The problem is that the degree of color perception disorder poses a huge challenge to product availability. This varies depending on the type of the application. Where there are aesthetic requirements for color use (for example, websites of most companies ), it is much less important to visual impairment than some systems (such as control systems and dashboards) that indicate State ). We recommend that you do not use colors to indicate important information. For example, if red light or green light is used to indicate the system status, this may cause problems for the red-green person. Therefore, it is best to provide some meaningful text Identifiers ("OK" vs. "warning"), or symbols ("check mark" vs. "Exclamation mark") instead of colored codes.
Color and visual appeal
Colors are ideal for enhancing the visual appeal of software products. We usually give some colors a specific meaning (table 2 ). These colors often play a very important role in designing the UI. For example, a white-based clinic software application is very reasonable, because white symbolizes "clean ". For another example, the home page of the United Nations is based on blue and conveys a "peace" concept.
Table 2 Western color perception
Note that the color perception listed in table 2 originates from western culture. Because the concept of color is closely related to culture, they have different meanings in different regions. For example, red represents "death" in Egypt, while "life" and "Innovation" in India, and "happiness" in China .
An infectious UI consists of a set of coordinated and related colors. Creating a color scheme is also a skill and is very important because many factors need to be considered, including the company's brand value to be conveyed and the highlighted color perception (see table 2 ), in addition, we also need to consider the issue of individual humans (such as the contrast mentioned earlier ).
There are many ways to create a simple color scheme  without the help of image designers. For example, you can select three adjacent colors (analogous color-similar color, see Figure 4) in the 12-color circle ). Or select two colors (conplementary color-complementary color ). Do not forget that red and blue are not very friendly to the red-green ones (For details, refer to "color perception disorder" in the previous article ").
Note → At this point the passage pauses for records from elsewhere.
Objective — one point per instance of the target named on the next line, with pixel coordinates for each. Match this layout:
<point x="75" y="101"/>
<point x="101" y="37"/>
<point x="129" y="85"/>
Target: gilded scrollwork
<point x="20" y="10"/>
Figure 4 similar color scheme
About the author
Tobias Komischke has been working in the user experience field for more than 10 years. He is a critic of technical publications and conferences and has published more than 30 papers. At Infragistics, he is responsible for the internal (development) and external (training and consulting) work of user experience.
Links & Documents
 ISO 9241-110 (2006). Ergonomics of human-system interaction-Part 110: Dialog principles. Berlin: Beuth.
 Nielsen, J. (). nielsen, J. (1994 ). heuristic evaluation. in Nielsen, J ., and Mack, R. l. (Eds .), usability Inspection Methods. new York City: John Wiley & Sons.
 Wyszecki, G, Stiles, W.S. (1982). Color science. 2nd edition. New York City: John Wiley & Sons.
 Gleitman, H. (1991). Psychology. 3rd Edition. New York City: W. W. Norton & Company.
 Kaiser, P. K., Boynton, R. M. (1996). Human Color Vision. Washington, D. C.: Optical Society of America.
 Fisher R. S ., harding G ., erba G ., barkley G. L ., wilkins. (2005) Photic-and pattern-induced seizures: a review for the Epilepsy Foundation of America Working Group epi1_sia, 46 (9), 1426-1441.
 Waters, C. (1996). Web Concept & Design. indianapois: New Riders Publishing.
 Russo, P., & Boor, S. (1993). How fluent is your interface? Designing for international users. INTERCHI '93. 342-347.
 Williams, R. (2008). The Non-Designer "s Design Book. 3rd Edition. New York City: Peachpit Press.